PS1-10 WHICH INFLUENZA VACCINE IS FAVORED IN 2 TO 8 YEAR OLDS? A COST-EFFECTIVENESS ANALYSIS

Sunday, October 18, 2015
Grand Ballroom EH (Hyatt Regency St. Louis at the Arch)
Poster Board # PS1-10

Kenneth J. Smith, MD, MS1, Jonathan M Raviotta, MPH1, Jay DePasse2, Shawn T Brown2, Eunha Shim3, Mary Patricia Nowalk1 and Richard K Zimmerman1, (1)University of Pittsburgh, Pittsburgh, PA, (2)Pittsburgh Supercomputing Center, Carnegie Mellon University, Pittsburgh, PA, (3)Soongsil University, Seoul, South Korea

Purpose: Meta-analyses conducted prior to widespread childhood vaccination found the intranasal live attenuated influenza vaccine (LAIV) more effective than the injectable inactivated influenza vaccine (IIV) in 2-8-year-olds, leading CDC in 2014 to state a preference for LAIV use in this age group. However, more recently, LAIV has not proven superior, and may be inferior, leading CDC in 2015 to rescind their LAIV preference statement. Here we explore circumstances where LAIV use would be clinically and economically favorable over IIV among children 2-8 years old.

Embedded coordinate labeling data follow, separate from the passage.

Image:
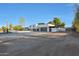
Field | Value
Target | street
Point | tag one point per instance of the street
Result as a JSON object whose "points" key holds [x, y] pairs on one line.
{"points": [[39, 44]]}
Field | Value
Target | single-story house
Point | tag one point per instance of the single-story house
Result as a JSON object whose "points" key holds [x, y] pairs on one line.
{"points": [[42, 27]]}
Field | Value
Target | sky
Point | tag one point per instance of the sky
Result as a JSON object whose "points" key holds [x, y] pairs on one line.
{"points": [[36, 13]]}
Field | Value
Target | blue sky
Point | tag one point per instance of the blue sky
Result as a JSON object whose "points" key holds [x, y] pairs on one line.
{"points": [[35, 13]]}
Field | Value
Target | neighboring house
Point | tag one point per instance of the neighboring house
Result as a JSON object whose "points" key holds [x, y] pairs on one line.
{"points": [[42, 27]]}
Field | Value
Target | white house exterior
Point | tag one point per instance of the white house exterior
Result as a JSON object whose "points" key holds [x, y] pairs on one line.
{"points": [[45, 28]]}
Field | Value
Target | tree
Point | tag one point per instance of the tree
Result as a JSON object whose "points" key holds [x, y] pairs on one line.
{"points": [[7, 25], [22, 21], [10, 26], [76, 20], [62, 25], [57, 22], [50, 22]]}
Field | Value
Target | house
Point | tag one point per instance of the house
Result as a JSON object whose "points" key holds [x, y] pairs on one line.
{"points": [[42, 27]]}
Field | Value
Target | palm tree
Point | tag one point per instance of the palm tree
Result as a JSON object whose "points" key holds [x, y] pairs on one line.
{"points": [[76, 19], [22, 21]]}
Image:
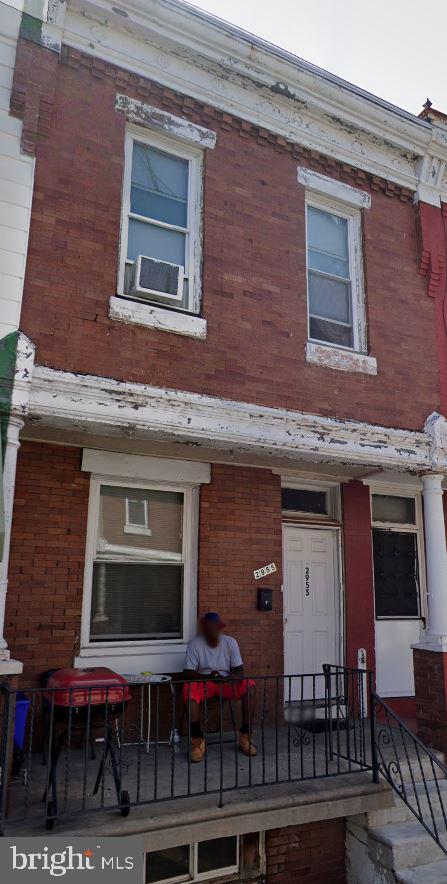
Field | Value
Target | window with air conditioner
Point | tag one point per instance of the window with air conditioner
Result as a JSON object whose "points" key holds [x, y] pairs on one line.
{"points": [[160, 239]]}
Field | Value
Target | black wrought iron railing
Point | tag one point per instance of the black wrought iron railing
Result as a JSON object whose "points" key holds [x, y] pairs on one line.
{"points": [[62, 758], [415, 772]]}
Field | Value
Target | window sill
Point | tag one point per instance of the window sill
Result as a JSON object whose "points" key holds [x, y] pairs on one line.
{"points": [[150, 316], [339, 359]]}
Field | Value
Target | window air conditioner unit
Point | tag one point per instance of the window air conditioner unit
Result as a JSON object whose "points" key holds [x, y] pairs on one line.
{"points": [[157, 279]]}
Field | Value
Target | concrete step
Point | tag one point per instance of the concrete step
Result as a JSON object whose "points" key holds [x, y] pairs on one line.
{"points": [[400, 813], [432, 873], [404, 845]]}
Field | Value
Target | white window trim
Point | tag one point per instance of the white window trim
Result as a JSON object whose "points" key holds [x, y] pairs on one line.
{"points": [[193, 243], [390, 490], [138, 471], [353, 217], [194, 875]]}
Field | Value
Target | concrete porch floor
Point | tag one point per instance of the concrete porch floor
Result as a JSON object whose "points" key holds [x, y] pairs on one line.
{"points": [[287, 761]]}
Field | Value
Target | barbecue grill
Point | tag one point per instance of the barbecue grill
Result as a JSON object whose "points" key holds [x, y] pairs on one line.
{"points": [[79, 700]]}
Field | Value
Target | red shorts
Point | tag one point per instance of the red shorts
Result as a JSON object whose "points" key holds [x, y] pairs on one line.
{"points": [[195, 690]]}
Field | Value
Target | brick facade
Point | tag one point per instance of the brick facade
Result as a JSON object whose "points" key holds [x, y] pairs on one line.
{"points": [[313, 853], [254, 272], [240, 529], [430, 676]]}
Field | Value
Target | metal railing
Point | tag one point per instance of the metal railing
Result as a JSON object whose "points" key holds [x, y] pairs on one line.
{"points": [[412, 769], [90, 756]]}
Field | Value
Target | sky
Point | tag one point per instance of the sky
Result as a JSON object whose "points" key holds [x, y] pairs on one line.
{"points": [[396, 49]]}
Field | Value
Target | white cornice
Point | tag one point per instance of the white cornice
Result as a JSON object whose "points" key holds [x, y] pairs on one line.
{"points": [[216, 63], [97, 405]]}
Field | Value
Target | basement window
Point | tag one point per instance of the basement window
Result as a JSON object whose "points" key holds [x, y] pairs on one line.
{"points": [[201, 861], [334, 274]]}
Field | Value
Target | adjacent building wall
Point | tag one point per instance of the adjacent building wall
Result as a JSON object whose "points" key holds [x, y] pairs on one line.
{"points": [[254, 271], [16, 183]]}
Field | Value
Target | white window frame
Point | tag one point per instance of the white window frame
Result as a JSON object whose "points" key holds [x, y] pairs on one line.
{"points": [[355, 250], [193, 239], [194, 875], [134, 527], [416, 528], [142, 647]]}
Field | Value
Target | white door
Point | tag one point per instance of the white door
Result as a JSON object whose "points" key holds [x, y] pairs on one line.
{"points": [[311, 606]]}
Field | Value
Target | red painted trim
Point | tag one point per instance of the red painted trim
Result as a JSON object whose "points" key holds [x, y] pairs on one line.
{"points": [[433, 264], [359, 586]]}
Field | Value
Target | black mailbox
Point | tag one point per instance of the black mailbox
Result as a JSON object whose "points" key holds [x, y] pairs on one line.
{"points": [[265, 599]]}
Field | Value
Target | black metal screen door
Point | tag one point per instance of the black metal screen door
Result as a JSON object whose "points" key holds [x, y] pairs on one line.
{"points": [[396, 581]]}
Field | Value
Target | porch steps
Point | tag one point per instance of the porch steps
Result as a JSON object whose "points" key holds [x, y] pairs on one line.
{"points": [[390, 846]]}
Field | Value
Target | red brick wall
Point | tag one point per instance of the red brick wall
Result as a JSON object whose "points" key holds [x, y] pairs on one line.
{"points": [[254, 282], [430, 679], [43, 609], [358, 561], [313, 853], [240, 529]]}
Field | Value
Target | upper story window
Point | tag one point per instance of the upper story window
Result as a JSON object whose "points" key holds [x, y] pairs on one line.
{"points": [[334, 274], [160, 239]]}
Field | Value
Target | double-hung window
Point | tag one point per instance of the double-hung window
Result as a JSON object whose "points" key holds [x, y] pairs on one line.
{"points": [[334, 274], [137, 578], [160, 239]]}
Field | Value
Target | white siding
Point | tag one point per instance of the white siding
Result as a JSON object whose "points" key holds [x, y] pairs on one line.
{"points": [[16, 184]]}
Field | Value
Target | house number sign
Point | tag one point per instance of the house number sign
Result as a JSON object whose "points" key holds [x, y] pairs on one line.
{"points": [[307, 580], [262, 572]]}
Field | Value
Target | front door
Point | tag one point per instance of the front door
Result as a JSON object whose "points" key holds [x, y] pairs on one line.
{"points": [[311, 602]]}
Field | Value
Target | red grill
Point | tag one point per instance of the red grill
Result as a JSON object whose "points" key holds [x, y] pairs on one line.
{"points": [[83, 687], [79, 700]]}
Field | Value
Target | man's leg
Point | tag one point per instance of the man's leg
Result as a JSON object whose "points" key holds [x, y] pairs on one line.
{"points": [[245, 691], [248, 708]]}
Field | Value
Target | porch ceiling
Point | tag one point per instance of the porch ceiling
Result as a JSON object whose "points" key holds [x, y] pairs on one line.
{"points": [[83, 406]]}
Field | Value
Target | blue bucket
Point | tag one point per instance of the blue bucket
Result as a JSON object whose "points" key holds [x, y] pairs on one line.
{"points": [[22, 706]]}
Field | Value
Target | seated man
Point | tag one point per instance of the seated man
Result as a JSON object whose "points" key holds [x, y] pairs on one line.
{"points": [[214, 656]]}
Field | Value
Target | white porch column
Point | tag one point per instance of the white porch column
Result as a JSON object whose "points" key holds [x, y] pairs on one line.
{"points": [[9, 476], [436, 557]]}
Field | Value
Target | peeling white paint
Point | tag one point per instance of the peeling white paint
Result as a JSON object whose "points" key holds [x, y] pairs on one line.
{"points": [[154, 118], [341, 360], [98, 405]]}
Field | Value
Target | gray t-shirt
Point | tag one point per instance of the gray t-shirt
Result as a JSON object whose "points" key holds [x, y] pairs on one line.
{"points": [[200, 657]]}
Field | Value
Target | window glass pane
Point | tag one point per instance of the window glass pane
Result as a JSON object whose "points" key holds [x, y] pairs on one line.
{"points": [[395, 574], [136, 512], [328, 264], [329, 298], [159, 185], [133, 601], [388, 508], [327, 237], [330, 332], [303, 501], [219, 853], [165, 519], [155, 242], [169, 863]]}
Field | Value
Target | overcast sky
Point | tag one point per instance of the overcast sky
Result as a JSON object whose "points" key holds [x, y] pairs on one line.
{"points": [[396, 49]]}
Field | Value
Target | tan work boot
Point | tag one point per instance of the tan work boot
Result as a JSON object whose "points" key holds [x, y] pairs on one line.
{"points": [[197, 748], [246, 745]]}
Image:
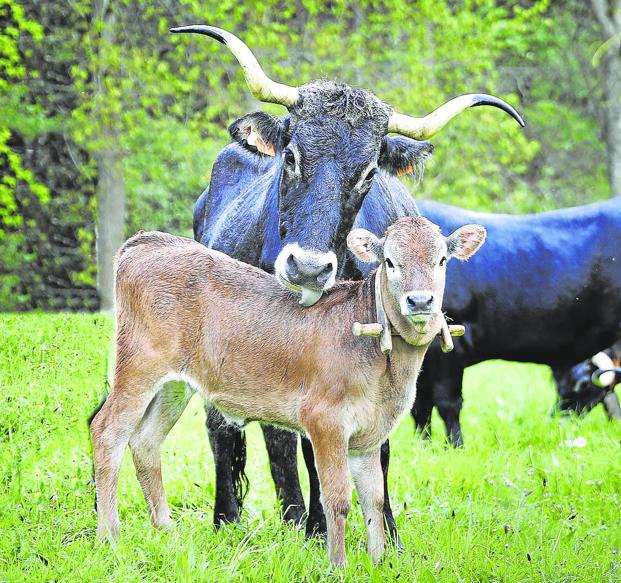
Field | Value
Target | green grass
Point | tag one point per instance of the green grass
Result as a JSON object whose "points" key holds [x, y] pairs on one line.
{"points": [[518, 503]]}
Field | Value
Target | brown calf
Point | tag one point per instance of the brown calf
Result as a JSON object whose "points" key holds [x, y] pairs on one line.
{"points": [[240, 339]]}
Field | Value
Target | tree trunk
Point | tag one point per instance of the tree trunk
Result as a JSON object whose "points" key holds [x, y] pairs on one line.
{"points": [[613, 119], [608, 14], [109, 231], [111, 182]]}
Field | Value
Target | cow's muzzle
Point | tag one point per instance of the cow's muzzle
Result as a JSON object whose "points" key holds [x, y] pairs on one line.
{"points": [[306, 271]]}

Methods: A Markov model was used to estimate vaccination strategy cost-effectiveness in 2-8-year-old children, in terms of cost per quality adjusted life year (QALY) loss avoided. Input parameters were derived from CDC data, national databases, and medical literature sources. Vaccination and influenza rates were 5-year US monthly averages. Base case assumptions were: equal vaccine uptake, IIV use when LAIV was not indicated (in 11.7% of the cohort), and no indirect vaccination effects. Sensitivity analyses included estimates of indirect effects from both equation-based and agent-based models. Two-way sensitivity analyses, varying LAIV and IIV effectiveness and using a cost-savings threshold, were performed to examine LAIV and IIV effectiveness values favoring one vaccine over the other.

Results: Using prior effectiveness data in 2-8 year olds (LAIV 83%, IIV 64%), preferred LAIV use was less costly and more effective than IIV (dominant), with results sensitive only to LAIV and IIV effectiveness variation. Using 2014-15 US effectiveness data (LAIV 0%, IIV 15%), IIV is dominant. In 2-way sensitivity analyses (Figure), with the absolute effectiveness difference for LAIV to be favored increasing as IIV effectiveness increases, LAIV use was cost saving over the entire range of IIV effectiveness (0-81%) when absolute LAIV effectiveness was >7.1% higher than IIV, but never cost saving when absolute LAIV effectiveness was <3.5% higher than IIV. If IIV effectiveness in 2-8 year-olds remains 15%, then LAIV was not favored unless its effectiveness was >19.1%; if IIV effectiveness returns to 64%, LAIV effectiveness would have to be >70.3%.

Conclusion: In light of recent influenza vaccine effectiveness, our results support CDC's decision to no longer prefer LAIV use and provide guidance on effectiveness differences between vaccines that might lead to preferential recommendation of LAIV for 2-8 year olds.